Other Results: Lea et al.  achieved an edit score of 58.46% and accuracy of 81.75% using the instrumented kitchen tools on 50 Salads. They also achieved state of the art performance on JIGSAWS with 78.91% edit and 83.45% accuracy. These results used domain-specific sensors which are well suited to each application but may not be practical for real-world deployment. To contrast, video is much more practical for deployment but is more complicated to model. Therefore, we should not expect to achieve as high performance from video.
Our classification accuracy on JIGSAWS is 90.47%. This is notably higher than the state of the art , which achieved 81.17% using a video-based linear dynamical system model and also better than their hybrid approach using video and kinematics, which achieved 86.56%. For joint segmentation and classification the improvement over the state of the art  is modest. These surgical actions can be recognized well using position and velocity information , thus our ability to capture object relationships may be less important on this dataset.
Speedup: Table 4 shows the speedup of our inference algorithm compared to Segmental Viterbi on all 50 Salads and JIGSAWS label sets. One practical implication is that our algorithm scales readily to full-length videos.

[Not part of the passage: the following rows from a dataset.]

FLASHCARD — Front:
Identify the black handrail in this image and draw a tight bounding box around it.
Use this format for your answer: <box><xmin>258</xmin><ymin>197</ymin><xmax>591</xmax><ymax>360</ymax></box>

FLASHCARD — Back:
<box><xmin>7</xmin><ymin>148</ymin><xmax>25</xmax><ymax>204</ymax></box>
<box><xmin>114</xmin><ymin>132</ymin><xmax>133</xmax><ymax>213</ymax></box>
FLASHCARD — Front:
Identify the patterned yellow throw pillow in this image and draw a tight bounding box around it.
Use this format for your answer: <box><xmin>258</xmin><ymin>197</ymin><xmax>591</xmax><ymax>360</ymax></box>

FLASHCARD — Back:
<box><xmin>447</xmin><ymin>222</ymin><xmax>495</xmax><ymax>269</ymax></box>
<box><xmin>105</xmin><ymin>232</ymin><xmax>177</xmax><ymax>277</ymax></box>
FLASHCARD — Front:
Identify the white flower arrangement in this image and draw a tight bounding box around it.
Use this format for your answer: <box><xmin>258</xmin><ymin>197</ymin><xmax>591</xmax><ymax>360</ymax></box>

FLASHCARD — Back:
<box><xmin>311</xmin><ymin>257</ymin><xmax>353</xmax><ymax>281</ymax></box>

In this paper we introduced a segmental spatiotemporal CNN that substantially outperforms popular methods like Dense Trajectories, pre-trained spatial CNNs, and temporal models like RNNs with LSTM. Furthermore, our approach takes less time to compute features than IDT, less time to train than LSTM, and performs inference more efficiently than traditional Segmental methods.
Acknowledgments: This work was funded in part by grants NIH R01HD87133-01, ONR N000141310116, and an Intuitive Surgical Research Grant.